All’uomo si è arrivata grazie alle denunce delle vittime e delle testimonianze. Le indagini, coordinate dalla Procura, hanno portato ad una misura cautelare in carcere. L’arrestato è un tassista che ha aggredito fisicamente le due giovani, studentesse della John Cabott, intorno alla una di notte del 14 ottobre. Ad incastrare il 34 enne i filmati estratti dai circuiti di videosorveglianza, presenti in corrispondenza dei luoghi ove quella notte si è consumata la violenza.

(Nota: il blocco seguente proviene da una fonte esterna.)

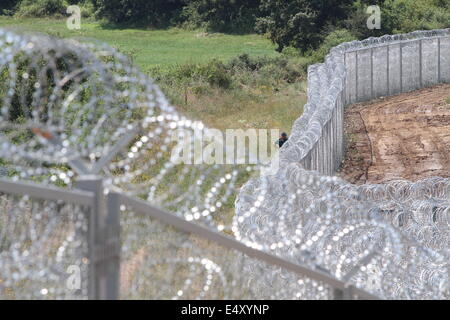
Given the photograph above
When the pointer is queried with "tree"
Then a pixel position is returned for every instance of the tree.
(300, 23)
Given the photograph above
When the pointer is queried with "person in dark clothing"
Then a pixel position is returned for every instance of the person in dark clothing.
(282, 140)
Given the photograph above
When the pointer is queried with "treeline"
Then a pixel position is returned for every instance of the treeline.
(302, 24)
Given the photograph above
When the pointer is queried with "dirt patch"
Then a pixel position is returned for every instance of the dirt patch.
(406, 136)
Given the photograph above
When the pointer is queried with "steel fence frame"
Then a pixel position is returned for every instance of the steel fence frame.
(104, 244)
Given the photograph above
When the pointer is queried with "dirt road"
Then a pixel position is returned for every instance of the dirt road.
(405, 136)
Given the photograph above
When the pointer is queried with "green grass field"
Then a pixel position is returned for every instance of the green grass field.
(152, 48)
(273, 106)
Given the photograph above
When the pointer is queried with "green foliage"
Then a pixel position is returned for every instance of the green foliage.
(299, 23)
(399, 16)
(213, 73)
(42, 8)
(153, 13)
(221, 15)
(7, 7)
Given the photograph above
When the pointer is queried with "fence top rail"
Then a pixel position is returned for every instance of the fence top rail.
(144, 208)
(394, 43)
(46, 192)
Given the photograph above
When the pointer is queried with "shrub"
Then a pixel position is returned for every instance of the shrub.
(8, 7)
(221, 15)
(42, 8)
(299, 23)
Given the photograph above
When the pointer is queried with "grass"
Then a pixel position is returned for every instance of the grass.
(152, 48)
(254, 100)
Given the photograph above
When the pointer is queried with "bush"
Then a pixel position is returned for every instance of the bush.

Nello specifico una delle due vittime ha raccontato ai poliziotti di aver trascorso la serata in un locale di Trastevere in compagnia di una sua coinquilina ed amica. Come riporta l’Ansa, entrambe, verso l’una di notte, hanno preso un taxi e fatto rientro presso l’alloggio universitario. Una volta scese dall’autovettura si sono dirette verso gli alloggi ma, lungo il tragitto, una delle ragazze ha accusato un malore. Il 34enne, anch’egli tassista, nel frattempo era fermo in attesa nei pressi dell’Università, e approfittando del malore della giovane ha raggiunto le ragazze alle spalle, costringendole a subire atti sessuali. Le due giovani donne, però, sono riuscite a fuggire e a chiedere aiuto, nonché a filmare l’uomo. Grazie alla descrizione del soggetto e all’acquisizione dei filmati di videosorveglianza, gli investigatori sono riusciti ad identificare l’autore della violenza.